Members of the Woodland Coalition for Green Schools are concerned that carpeted floors in four classrooms near Beamer are causing health problems for their children.

Coalition member and UC Davis professor Liza Grandia said the carpets were not installed properly, resulting in months of “degassing”.

“Usually the carpet is degassed, maybe in a warehouse,” said Grandia, professor of cultural anthropology. “You roll it out, let the vapors out so that the new carpet smell is put somewhere else. But that was rolled straight from the factory into the classroom, and if you roll it straight into the classroom, it’ll get through the walls and everything. “

According to Grandia, the projector classrooms in question are rooms 15, 22, 24 and 25.

Grandia became familiar with the carpet industry and procedures after experiencing problems in her previous job. In 2007 Grandia remembered extreme tiredness, feeling of space and difficulty breathing when a new carpet was laid in her office. Now, a decade later, the UCD professor sees the same problems with her 7-year-old daughter.

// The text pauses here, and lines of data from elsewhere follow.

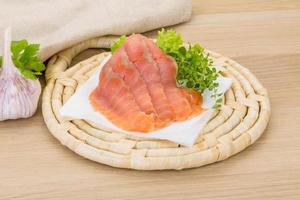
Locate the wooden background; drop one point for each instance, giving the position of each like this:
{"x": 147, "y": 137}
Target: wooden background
{"x": 263, "y": 35}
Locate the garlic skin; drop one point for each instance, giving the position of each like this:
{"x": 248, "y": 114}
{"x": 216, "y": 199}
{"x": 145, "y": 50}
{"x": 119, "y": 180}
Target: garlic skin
{"x": 18, "y": 96}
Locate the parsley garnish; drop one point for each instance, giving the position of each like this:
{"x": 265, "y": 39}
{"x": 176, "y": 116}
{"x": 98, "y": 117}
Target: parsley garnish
{"x": 25, "y": 58}
{"x": 195, "y": 70}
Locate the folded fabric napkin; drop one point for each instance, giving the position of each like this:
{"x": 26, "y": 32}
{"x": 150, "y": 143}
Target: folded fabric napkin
{"x": 58, "y": 24}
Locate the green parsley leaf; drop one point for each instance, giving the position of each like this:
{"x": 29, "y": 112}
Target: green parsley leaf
{"x": 195, "y": 70}
{"x": 118, "y": 43}
{"x": 25, "y": 58}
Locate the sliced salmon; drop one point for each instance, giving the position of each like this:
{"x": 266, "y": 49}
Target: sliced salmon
{"x": 141, "y": 57}
{"x": 168, "y": 70}
{"x": 137, "y": 88}
{"x": 131, "y": 76}
{"x": 113, "y": 98}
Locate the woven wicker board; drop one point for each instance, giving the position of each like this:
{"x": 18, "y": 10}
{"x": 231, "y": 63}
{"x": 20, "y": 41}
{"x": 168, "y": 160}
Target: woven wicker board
{"x": 239, "y": 123}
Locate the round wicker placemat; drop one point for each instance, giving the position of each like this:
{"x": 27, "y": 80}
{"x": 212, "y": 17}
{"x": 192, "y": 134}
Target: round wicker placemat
{"x": 239, "y": 123}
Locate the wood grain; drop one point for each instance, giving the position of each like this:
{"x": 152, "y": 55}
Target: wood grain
{"x": 263, "y": 35}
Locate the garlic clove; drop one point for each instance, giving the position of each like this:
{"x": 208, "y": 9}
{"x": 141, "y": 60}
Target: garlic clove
{"x": 18, "y": 96}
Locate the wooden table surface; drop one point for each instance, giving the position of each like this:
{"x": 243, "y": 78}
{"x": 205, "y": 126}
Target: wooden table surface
{"x": 263, "y": 35}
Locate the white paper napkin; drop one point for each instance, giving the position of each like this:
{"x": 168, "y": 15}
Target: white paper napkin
{"x": 184, "y": 132}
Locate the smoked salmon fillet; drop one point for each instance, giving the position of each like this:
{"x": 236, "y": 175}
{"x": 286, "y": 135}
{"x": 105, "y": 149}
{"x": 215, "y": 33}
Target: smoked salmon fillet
{"x": 137, "y": 88}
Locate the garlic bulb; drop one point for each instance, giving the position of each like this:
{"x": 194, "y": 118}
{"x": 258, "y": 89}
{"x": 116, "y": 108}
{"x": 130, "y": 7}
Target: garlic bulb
{"x": 18, "y": 96}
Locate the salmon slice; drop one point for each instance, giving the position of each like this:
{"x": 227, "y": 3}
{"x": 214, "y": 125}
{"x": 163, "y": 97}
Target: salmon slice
{"x": 113, "y": 98}
{"x": 168, "y": 71}
{"x": 141, "y": 57}
{"x": 137, "y": 88}
{"x": 131, "y": 76}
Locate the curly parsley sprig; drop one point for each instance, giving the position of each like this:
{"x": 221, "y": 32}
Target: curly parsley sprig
{"x": 25, "y": 58}
{"x": 195, "y": 70}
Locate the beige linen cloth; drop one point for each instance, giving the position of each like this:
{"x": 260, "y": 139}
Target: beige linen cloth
{"x": 58, "y": 24}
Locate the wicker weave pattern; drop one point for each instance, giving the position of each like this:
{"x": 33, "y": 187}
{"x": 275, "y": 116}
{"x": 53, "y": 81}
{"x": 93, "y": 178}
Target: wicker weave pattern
{"x": 239, "y": 123}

After Grandia raised concerns about her daughter’s classroom in the district in September, she said the ventilation and “fanning” were increased, but then learned of more classrooms with the same issues.

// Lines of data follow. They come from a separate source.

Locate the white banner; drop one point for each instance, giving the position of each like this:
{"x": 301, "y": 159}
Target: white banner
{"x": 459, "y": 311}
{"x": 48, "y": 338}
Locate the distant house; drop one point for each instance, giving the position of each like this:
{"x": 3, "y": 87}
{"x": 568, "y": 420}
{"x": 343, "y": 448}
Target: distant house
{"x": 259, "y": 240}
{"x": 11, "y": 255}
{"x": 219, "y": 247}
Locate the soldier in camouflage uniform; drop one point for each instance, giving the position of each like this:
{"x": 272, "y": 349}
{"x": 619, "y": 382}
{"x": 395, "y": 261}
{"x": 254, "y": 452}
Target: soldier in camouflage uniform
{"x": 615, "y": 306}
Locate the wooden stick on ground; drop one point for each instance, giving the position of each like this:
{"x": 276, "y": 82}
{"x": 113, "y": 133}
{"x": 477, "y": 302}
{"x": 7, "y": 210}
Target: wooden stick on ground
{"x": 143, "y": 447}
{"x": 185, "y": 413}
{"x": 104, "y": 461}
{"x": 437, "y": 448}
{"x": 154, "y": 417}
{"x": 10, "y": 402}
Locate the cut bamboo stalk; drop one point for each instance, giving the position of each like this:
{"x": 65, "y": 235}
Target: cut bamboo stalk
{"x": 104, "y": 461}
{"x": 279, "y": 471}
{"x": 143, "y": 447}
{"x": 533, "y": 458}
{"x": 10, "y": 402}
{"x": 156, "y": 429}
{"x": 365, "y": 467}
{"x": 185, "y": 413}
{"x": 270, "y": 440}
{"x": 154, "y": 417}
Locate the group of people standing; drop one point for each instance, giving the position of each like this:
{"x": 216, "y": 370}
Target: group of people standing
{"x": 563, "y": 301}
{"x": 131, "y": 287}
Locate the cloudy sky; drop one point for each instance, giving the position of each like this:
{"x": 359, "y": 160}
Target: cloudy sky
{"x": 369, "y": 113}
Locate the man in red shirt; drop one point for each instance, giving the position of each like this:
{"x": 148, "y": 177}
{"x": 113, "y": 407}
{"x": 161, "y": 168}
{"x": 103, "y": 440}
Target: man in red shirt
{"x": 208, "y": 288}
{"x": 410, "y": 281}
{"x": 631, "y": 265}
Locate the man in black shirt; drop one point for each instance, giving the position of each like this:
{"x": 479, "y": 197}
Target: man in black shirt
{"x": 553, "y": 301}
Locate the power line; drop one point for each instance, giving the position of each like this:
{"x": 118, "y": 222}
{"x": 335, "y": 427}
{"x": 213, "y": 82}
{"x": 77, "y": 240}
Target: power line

It is unclear whether district action was taken in the other three rooms. According to parents, the district has not publicly disclosed potentially toxic carpets.

For these parents, many were unsure why their children got sick and reported persistent health problems. Coalition member Deborah Bautista Zavala said her 8-year-old daughter had shown symptoms similar to Grandia’s child, including a 103-degree fever. Symptoms started in September and were still occurring.

“My daughter felt sick, she had a fever and stomach cramps,” said Bautista Zavala, explaining the protracted symptoms of her child. “And she’s only eight.”

During the group’s first meeting, parents reiterated their children’s health concerns to Superintendent Tom Pritchard, Assistant Superintendent Lewis Wiley Jr., and Trustees Tico Zendejas and Karen Bayne.

One mother believed her daughter had allergies just so doctors could discredit these claims.

“We’ll get a notification if there’s a lice outbreak, but that? Nothing. That makes me emotional ”, said Cristina Brambila with tears in her eyes and showed pictures of her daughter with red, irritated eyes. “During those weeks I thought it was allergies and that is not acceptable. She comes home with a headache and now rashes and there was no explanation. I’ve put things together and it’s these carpets. “

Both parties circled around a table in the district office for over an hour and came to a solution.

By January 30, Pritchard agreed to have carpet removed from at least one of the classrooms. Grandia donated enough marmoleum – a kind of tile – to replace two classrooms she will give to the district.

Pritchard also plans to speak to facility management to plan renovations for the other three rooms. Although a vote is required for district spending greater than $ 15,000, Pritchard found that Grandia’s efforts lowered his initial thought of the cost of carpet removal.

The main hurdle now revolves around processes required to maintain the classroom. According to Prichard, some work can only be done by certain people, which explains that he is not allowed to vacuum his own office as it falls under “classified work”.

Parents and parishioners at the meeting asked him to analyze the cost of having volunteers help with the removal and installation.

“We have to work together, not against each other,” added Zendejas, “and I’m looking forward to it.”

Contact Jenice Tupolo at 530-406-6239.